We need somehow to regain this feeling of appreciation, even of reverence, for books, if we are to begin to enter into a proper relationship with the Perfection of Wisdom literature. If even ordinary books can be so precious, then books containing the highest insights of humanity must be extraordinary treasures indeed. Ordinary books are valuable because they crystallize and preserve knowledge, memories, ideas, and experience. The Perfection of Wisdom literature encapsulates - as far as it is possible in words - the experience of Enlightenment. I am stressing this point because in almost any city in the Western world it is quite easy to buy a book of the Perfection of Wisdom and read that on the bus. How you read the Perfection of Wisdom (Sanskrit Prajnaparamita) literature is supremely important. One of the earliest Wisdom texts admonishes us in its opening line: Call forth as much as you can of love, of respect and of faith! Gaining wisdom is at least as much a matter of becoming receptive emotionally as of intellectual acuity.

This, as we shall see later, was one of the main reasons why the Perfection of Wisdom literature transformed itself into a goddess - to teach more effectively by appearing in a form that people would love to dwell upon.
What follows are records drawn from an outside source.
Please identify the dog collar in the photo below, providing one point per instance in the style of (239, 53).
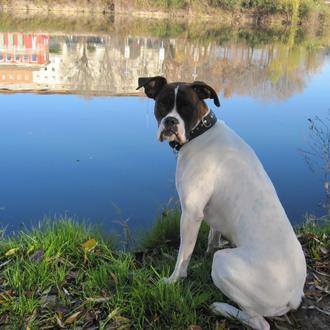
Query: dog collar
(205, 124)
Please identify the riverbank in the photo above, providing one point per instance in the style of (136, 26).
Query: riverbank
(67, 275)
(236, 12)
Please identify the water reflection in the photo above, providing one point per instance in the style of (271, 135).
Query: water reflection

For Keats, Chapman's Homer is a catalyst. While reading, his imagination starts to fly. He feels as though he has seen a new planet, or discovered a new ocean. Hernan Cortez was the 'conquistador' who subdued the Aztecs. In the sonnet, though, he is a positive figure. Cortez has landed on the Caribbean coast of modern-day Panama. He has walked inland with his men and climbed a peak, to discover an ocean vaster than the one he has just crossed, stretching away below him. Gazing at this new realm of possibility, he and his men are struck silent.

Keats feels he has found a new vantage point in himself, seen possibilities he never knew existed. This should be the case when we first encounter the Perfection of Wisdom literature. The books themselves are just catalysts for a new vision of the universe. An undreamed of realm begins to unfold itself. If you enter fully into this golden realm, then, like Cortez's men, words will fail you. You will be unable to describe what you have apprehended. Someone who has used the Prajnaparamita literature to enter the transcendental realm is said to be like a mute who has had a dream.